The body of engineering knowledge combined with the Internet can lead to quick expertise in any area. Technology has grown at an exponential rate, inspiring thousands of people to get involved on their own by creating their own gadgets, systems, and products. This is known as the maker movement and is the result of technologies such as Arduino, Raspberry Pi, and 3D printers such as the MakerBot. Through these technologies hundreds of projects have been built, and a huge community has been formed, supporting everything around it. The next big thing to come to the maker world may be a combination between the small computers and 3D printing.
A team from the University of Tokyo, Japan have created a way to print conductive ink onto a piece of paper from an everyday inkjet printer. This would allow hobbyists, engineers, or researchers a cheap, fast, and reliable way to quickly create and test PCB designs. Currently, many teams design a PCB and will then have to send that schematic out and wait for their board to be shipped to them. While it is possible to own your own PCB fabrication device, the price of these technologies makes it highly unlikely that you would purchase one yourself. Even for companies and research labs, the price of this equipment can prove to be too much.
Therefore, the team wanted to devise a way to cheaply print circuit boards for testing and prototyping. The first step was to find ink that would be conductive and work within an inkjet printer. This was possible thanks to recent advances in materials science. Their ink integrates silver nanoparticles that are smaller than 0.1micrometers. The nanoparticles get dissolved in a solvent with polymer latex and halide emulsion. Then water is reintroduced, which stabilizes the solution. Unlike currently available conductive inks and paints, the miniscule particle size allows the inks to have a low resistance and support applications such as narrow traces and printed antennas.
In addition, the team used a cheap inkjet printer they purchased on Amazon. With this, they also purchased empty ink cartridges, which were filled with their conductive ink using a small plastic syringe. They then tested different types of paper. Resin-coated paper, glossy photo paper, and PET film worked well in supporting printed circuits. Materials that did not function well with the printed circuits were canvas clothes, magnet sheets, and label seals.
The printed circuits also allow circuits to be utilized in many unique applications. For example, the circuits can be printed and then flexed while still maintaining conductivity. The resistance of the circuits will gradually increase as the bend radius increases due to "cracking," which occurs with the nanoparticles. In one experiment, the team wrapped a circuit around a toothpick, which resulted in a resistance of 34 Ohms, which is still a resistance much less than many currently available conductive inks.
The team has also experimented with attaching components to the paper circuits. Due to the high temperatures required for soldering, alternative methods were explored. Conductive tapes and silver conductive epoxy proved to be the most reliable means of attaching components to the circuits. So far, the team has printed circuits and connected LEDs, resistors, batteries, and even microprocessors.

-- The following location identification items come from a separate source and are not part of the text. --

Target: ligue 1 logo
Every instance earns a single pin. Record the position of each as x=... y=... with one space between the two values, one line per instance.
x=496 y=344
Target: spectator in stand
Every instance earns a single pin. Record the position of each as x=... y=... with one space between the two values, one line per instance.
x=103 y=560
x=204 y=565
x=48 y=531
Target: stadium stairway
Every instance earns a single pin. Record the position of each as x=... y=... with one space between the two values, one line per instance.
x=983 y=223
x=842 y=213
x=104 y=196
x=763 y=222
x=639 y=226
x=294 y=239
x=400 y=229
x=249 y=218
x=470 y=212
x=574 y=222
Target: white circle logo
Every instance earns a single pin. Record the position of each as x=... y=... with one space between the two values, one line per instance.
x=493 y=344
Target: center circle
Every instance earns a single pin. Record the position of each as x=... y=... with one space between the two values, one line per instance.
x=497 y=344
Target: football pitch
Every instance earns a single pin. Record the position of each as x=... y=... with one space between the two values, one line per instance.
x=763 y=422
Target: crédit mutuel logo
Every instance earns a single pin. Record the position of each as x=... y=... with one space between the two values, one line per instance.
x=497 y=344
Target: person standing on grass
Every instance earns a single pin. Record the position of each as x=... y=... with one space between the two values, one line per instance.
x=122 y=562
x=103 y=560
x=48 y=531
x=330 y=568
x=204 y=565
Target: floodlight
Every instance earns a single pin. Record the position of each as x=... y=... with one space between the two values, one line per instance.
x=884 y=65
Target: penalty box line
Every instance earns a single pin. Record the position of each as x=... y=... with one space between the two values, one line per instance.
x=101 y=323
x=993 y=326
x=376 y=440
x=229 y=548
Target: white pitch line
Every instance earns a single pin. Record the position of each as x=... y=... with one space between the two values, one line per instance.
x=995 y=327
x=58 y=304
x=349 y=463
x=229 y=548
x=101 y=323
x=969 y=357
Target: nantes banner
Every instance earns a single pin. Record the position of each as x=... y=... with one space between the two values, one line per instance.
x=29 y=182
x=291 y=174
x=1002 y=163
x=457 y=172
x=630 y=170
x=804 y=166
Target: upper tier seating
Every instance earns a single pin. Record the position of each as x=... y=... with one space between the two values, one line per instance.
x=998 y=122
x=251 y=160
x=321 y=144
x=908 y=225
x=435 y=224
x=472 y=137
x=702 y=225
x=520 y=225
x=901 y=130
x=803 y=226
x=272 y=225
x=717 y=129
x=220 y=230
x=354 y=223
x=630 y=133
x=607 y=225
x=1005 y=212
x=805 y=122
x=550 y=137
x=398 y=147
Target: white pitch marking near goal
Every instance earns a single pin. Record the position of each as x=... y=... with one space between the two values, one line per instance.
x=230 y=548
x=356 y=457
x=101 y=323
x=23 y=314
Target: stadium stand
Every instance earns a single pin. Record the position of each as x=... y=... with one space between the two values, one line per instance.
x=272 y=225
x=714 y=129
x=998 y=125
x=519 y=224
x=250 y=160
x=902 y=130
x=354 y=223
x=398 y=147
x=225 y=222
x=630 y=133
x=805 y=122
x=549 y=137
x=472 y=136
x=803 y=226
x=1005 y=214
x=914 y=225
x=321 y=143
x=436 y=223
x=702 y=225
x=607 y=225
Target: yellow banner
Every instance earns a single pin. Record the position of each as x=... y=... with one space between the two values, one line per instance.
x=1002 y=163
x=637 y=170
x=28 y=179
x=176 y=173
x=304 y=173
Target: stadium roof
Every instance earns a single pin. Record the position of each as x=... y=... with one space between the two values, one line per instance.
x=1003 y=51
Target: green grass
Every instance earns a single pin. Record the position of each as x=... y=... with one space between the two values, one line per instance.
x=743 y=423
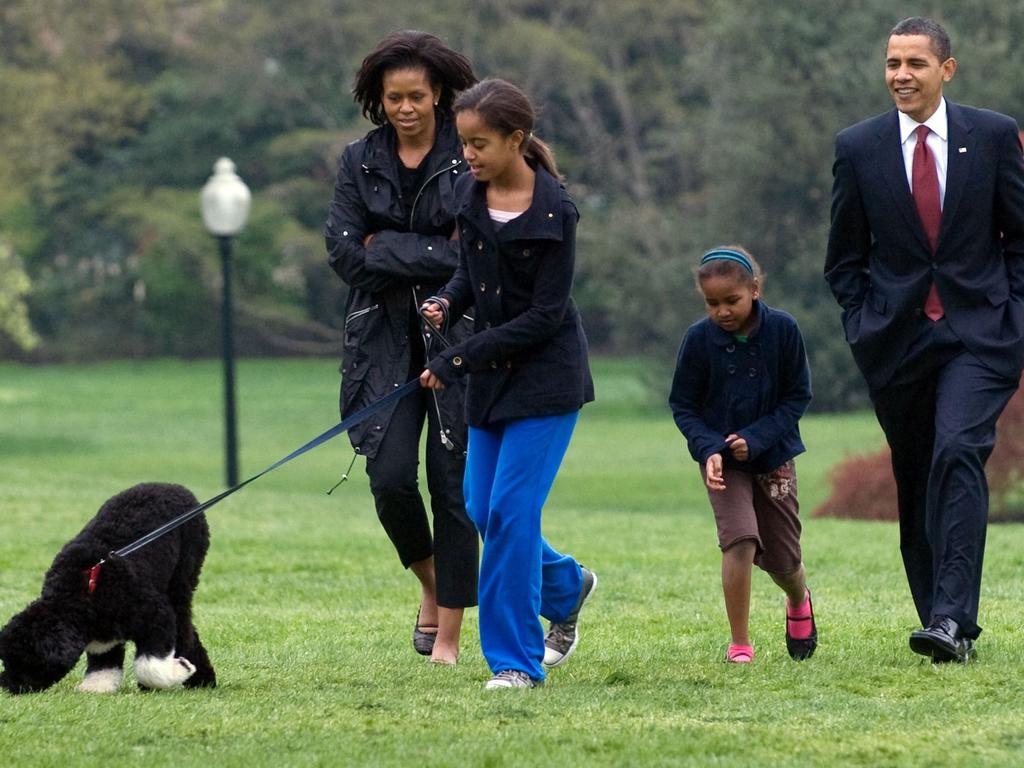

Overall, the team's work has shown us that printed circuits can be a reality soon. Teams working in labs can take advantage of the rapid prototyping it will allow as well as a hobbyist working from home. The technology may also be integrated with 3D printing or pick-and-place machines, which would open a whole new door in the electronics world. My intuition is that we will be seeing more of this technology soon and being applied in many more situations and applications.